Prior to going to this event, we sat for dinner, excited to hear what he would say, interested in what he was about, curious about his underlying motivations, ready to challenge, with high and few expectations.
Assumptions and preconceived notions were turned upside down, challenges were quieted, and minds were inspired. Malcolm explained that he was a journalist, not an expert, not an activist, but one who reports on what he sees, hears, reads, taking fact and circumstance to build connections into meaning. This seemed to quell tension, to sooth hearts and minds to open willingly so that his message could be heard. It made him, his ideas, his knowledge, accessible to the audience. He shared complex ideas in simple, understandable ways.
The question period embraced a transparent and open dialogue with an impact far greater than the questions and answers themselves. It provided interaction and involvement from the masses, us regular people with normal lives who are affected by the big decisions made at levels that we are not a part of. It provided an opportunity for us to nurture and test our assumptions, explore connections, reveal the genius that lurks in coffee houses and at kitchen tables around the country. It provided awareness of what surrounds us on a daily basis, a desire and ability to be heard, a movement of the mind and of the power of story-telling.
Our after event discussion was sharpened and blasted open a plethora of ideas and laughter, thoughtful reflection and satisfaction.

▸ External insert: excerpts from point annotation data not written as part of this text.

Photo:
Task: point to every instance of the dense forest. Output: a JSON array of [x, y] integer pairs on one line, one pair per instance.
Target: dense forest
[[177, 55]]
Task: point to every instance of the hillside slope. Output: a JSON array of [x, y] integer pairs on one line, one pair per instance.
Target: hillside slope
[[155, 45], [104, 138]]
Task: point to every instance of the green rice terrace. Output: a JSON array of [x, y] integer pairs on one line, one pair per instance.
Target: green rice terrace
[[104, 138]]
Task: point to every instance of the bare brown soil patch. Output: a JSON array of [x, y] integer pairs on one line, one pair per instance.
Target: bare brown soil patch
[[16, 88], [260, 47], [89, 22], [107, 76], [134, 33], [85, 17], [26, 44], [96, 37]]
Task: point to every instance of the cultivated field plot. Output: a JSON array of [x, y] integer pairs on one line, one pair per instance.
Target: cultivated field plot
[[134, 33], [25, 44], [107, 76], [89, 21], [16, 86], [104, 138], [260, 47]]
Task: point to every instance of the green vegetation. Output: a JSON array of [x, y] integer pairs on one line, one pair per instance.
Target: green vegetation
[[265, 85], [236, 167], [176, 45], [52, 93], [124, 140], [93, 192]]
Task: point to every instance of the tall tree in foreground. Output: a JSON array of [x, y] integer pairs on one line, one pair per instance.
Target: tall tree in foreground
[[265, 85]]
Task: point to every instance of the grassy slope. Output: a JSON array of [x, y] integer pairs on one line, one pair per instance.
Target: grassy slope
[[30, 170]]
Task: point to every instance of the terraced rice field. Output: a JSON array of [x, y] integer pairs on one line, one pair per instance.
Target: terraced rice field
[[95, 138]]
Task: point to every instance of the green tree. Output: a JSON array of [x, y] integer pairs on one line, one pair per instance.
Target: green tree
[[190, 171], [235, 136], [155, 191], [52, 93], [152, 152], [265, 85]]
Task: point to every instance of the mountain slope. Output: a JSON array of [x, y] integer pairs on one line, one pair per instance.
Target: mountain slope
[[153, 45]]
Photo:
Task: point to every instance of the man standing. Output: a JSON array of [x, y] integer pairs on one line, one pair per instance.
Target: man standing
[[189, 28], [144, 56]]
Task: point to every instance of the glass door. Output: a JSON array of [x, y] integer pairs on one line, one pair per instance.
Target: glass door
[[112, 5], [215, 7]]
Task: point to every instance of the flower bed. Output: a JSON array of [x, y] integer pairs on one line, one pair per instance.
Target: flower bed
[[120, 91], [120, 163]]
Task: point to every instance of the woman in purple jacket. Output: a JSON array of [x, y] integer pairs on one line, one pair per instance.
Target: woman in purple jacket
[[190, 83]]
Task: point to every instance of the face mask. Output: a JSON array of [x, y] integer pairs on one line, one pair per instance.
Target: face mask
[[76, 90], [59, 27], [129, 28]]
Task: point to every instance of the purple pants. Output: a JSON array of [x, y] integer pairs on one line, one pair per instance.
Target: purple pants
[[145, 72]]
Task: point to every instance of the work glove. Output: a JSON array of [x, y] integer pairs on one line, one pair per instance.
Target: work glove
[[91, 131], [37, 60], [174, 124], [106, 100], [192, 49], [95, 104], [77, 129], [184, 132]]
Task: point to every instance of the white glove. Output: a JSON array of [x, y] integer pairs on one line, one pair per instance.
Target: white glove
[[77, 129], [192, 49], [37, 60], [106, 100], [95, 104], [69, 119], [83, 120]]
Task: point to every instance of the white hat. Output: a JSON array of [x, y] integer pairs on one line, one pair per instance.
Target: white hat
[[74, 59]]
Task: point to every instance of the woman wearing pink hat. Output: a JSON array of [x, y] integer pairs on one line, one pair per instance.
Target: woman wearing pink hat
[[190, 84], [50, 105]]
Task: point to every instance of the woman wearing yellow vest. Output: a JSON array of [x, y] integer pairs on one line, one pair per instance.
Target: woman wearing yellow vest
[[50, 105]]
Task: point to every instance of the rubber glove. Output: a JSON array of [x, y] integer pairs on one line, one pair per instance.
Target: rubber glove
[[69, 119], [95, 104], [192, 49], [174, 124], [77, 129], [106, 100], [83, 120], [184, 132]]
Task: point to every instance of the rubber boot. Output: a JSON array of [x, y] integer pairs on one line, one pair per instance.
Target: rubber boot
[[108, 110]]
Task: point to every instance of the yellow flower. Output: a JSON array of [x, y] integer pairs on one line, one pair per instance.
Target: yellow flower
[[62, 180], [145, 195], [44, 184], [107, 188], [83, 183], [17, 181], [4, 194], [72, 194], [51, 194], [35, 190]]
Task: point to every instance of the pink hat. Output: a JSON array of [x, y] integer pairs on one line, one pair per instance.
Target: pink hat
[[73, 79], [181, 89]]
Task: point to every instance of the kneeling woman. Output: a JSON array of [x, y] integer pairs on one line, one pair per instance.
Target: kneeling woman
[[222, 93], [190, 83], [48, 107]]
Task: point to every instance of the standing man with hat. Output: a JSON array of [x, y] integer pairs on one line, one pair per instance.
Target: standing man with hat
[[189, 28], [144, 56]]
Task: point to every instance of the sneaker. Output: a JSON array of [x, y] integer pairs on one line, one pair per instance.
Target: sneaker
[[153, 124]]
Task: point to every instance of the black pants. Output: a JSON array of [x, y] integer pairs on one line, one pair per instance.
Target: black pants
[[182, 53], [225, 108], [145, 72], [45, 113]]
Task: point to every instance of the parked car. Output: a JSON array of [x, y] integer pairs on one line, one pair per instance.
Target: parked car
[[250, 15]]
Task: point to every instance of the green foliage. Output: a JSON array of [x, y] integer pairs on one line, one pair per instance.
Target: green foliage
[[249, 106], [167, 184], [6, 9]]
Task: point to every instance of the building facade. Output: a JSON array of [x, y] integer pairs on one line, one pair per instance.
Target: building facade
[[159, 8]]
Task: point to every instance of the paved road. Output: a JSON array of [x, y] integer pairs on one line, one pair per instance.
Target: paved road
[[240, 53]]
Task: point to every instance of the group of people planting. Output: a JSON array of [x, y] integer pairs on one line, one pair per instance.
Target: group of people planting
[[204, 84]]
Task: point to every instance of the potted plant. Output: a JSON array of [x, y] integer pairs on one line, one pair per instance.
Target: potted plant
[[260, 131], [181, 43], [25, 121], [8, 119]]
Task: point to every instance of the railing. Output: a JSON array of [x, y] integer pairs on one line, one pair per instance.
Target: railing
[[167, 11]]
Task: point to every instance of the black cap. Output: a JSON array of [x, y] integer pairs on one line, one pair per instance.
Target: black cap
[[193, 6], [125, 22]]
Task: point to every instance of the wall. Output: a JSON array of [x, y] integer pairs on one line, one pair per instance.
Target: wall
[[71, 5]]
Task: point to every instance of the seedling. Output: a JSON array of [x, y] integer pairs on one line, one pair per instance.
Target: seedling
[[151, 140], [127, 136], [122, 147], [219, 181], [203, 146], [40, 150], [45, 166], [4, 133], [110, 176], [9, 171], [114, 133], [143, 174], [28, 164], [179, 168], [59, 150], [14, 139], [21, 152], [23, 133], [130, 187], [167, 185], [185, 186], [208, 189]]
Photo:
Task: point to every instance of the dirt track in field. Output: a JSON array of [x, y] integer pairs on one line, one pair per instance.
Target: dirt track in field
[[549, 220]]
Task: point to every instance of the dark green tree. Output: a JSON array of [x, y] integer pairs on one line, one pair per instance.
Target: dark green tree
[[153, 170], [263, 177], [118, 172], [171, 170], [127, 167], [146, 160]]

It's our responsibility to keep experts/leaders and ourselves in check by questioning, creating systems that allow for transparency, dialogue and openness to ensure humility. To do this we need diverse opinions, expertise and experiences that affect decision-making so that catastrophic decisions are diverted. If our 'inner circles' are rich in diversity we have a better shot. Paraphrasing Malcolm, ignorance and stupidity from someone who is ignorant is just stupidity that can be dismissed but ignorance and stupidity from experts is catastrophic.